EL PAíS › OPINION
› Por Eduardo Jozami *
Interesado en explicar que el exterminio de los judíos no provocaría ninguna reacción, Adolf Hitler decía con desparpajo: ¿Acaso alguien se ha preocupado por el genocidio armenio? Por estremecedora que la expresión resulte, debemos aceptar que, en su momento, no le faltaban razones. Había transcurrido un cuarto de siglo desde que las tropas turcas iniciaran las matanzas y la comunidad internacional mostraba su impotencia para condenar los hechos y establecer responsabilidades.
En el convulsionado escenario de entreguerras, no se asignó a la muerte de un millón y medio de armenios la significación debida. Más tarde, las revelaciones sobre el Holocausto del pueblo judío ofendieron las conciencias del mundo occidental. Sin embargo, esta mayor sensibilidad hacia el horror planificado no llevó de inmediato al reconocimiento del genocidio armenio. Demasiado poderoso frente a la pequeña Armenia, el Estado turco presionaba a las naciones para sostener la negación del genocidio.
En Argentina, donde una numerosa comunidad armenia mantuvo siempre la memoria, el retorno a la democracia permitió iniciar un camino que llevaría finalmente al reconocimiento del genocidio. En enero de 2007, durante la presidencia de Néstor Kirchner, se declara el 24 de abril como Día de Acción por la Tolerancia y el Respeto entre los Pueblos. La sociedad argentina, que comienza a mirar con ojo crítico su propia historia, comprende, cada vez más, que no existe argumentación ninguna que pueda justificar la anulación de los derechos que corresponden a todos los seres humanos.
La muestra inaugurada hace pocos días en el Centro Cultural de la Memoria Haroldo Conti da cuenta no sólo de la historia de sufrimiento de los armenios frente a una matanza que se prolongó dos décadas, sino también de las dificultades que ha debido enfrentar el reclamo de reconocimiento del genocidio. Como tantas veces a lo largo de la historia, cuando las matanzas coloniales se justificaban en el altar del progreso, se esgrimieron también las más diversas razones para no reconocer el crimen que podía malquistar a las naciones con el gobierno turco, considerado un aliado en las estrategias defensivas de Estados Unidos y Europa Occidental.

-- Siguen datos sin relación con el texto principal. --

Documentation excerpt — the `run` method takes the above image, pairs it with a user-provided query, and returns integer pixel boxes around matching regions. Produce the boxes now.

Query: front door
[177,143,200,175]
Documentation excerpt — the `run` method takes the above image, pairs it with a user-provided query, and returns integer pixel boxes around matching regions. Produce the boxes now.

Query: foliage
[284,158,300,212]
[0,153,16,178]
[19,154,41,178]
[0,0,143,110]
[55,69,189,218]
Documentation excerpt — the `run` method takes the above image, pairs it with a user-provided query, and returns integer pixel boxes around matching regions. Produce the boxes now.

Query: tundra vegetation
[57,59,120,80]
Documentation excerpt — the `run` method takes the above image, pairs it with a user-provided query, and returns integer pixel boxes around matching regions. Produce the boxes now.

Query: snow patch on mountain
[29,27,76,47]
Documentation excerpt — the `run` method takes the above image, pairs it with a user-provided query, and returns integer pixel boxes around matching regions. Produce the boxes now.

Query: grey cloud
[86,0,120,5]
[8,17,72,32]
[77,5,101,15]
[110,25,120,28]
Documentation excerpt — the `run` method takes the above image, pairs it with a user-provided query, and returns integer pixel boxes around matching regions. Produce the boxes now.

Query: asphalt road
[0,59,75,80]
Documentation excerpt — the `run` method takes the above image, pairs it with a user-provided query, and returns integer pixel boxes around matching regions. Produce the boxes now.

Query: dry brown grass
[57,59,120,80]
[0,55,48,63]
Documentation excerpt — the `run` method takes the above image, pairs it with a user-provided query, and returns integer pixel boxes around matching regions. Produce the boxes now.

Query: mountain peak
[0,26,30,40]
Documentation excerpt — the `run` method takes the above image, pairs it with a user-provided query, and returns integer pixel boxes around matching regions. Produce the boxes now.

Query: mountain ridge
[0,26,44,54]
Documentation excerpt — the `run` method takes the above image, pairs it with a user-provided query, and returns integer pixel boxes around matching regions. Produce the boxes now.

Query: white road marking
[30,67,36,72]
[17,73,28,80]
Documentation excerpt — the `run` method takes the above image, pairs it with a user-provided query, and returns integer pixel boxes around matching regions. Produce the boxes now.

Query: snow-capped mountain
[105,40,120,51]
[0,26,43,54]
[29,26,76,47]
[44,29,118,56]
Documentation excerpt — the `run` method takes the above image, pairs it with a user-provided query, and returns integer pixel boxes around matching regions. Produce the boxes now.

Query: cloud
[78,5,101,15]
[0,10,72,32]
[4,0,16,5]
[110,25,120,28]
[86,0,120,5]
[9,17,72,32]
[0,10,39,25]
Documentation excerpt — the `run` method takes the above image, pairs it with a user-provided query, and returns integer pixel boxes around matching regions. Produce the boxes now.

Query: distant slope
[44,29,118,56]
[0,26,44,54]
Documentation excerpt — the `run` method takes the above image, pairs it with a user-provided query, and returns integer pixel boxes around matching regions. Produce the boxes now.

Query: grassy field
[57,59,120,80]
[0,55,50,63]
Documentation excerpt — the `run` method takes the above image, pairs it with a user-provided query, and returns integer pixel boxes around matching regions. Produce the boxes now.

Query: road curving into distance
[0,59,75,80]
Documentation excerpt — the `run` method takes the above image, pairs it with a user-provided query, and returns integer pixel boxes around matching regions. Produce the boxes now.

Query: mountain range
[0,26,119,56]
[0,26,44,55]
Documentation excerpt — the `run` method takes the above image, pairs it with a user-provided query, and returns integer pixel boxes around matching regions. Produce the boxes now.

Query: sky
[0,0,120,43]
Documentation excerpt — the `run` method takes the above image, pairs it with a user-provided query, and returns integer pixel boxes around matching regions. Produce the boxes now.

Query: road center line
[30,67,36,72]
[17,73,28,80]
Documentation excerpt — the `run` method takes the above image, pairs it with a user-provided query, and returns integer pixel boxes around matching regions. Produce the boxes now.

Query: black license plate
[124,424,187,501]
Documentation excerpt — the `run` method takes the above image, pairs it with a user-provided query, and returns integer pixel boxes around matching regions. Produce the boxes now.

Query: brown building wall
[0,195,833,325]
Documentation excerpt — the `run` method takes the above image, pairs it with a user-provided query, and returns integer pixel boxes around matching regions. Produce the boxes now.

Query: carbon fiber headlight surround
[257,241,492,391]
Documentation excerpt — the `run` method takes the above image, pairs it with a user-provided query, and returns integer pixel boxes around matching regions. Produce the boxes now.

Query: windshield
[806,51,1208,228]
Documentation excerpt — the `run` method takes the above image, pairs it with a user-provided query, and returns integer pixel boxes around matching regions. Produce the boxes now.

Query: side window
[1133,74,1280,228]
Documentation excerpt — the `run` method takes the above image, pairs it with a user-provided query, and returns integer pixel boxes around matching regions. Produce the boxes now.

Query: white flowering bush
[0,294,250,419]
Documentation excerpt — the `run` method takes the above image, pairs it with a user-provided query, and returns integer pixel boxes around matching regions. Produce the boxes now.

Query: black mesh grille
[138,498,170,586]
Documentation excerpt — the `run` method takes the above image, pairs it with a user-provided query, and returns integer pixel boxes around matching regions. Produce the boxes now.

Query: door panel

Otros señalaban que los oficiales conocidos como los jóvenes turcos, al igual que Mustafá Kemal Ataturk, quien los siguió en el gobierno, todos responsables de la matanza, habían protagonizado un proceso que afirmó la independencia de la nación turca y el ingreso del país en la modernidad burguesa. Esta argumentación, que en su momento fue aceptada por ciertas visiones de izquierda, ha perdido actualmente vigencia: resulta inaceptable que el desarrollo de una nación pueda basarse en el exterminio de otros pueblos.
Desgraciadamente, el genocidio no ha quedado en el pasado, como lo demuestran tantos episodios. Sin embargo, no estamos obligados a aceptar esta realidad del mundo. Junto al escarnio de la violación de los derechos humanos crece también en todas partes la conciencia de la necesidad de luchar por su vigencia. Esa era también la apuesta de quienes marcharon por las calles de Buenos Aires repudiando el genocidio, pero celebrando también la lucha de los armenios que, cien años después, siguen exigiendo reparación.
* Director del Centro Cultural de la Memoria Haroldo Conti.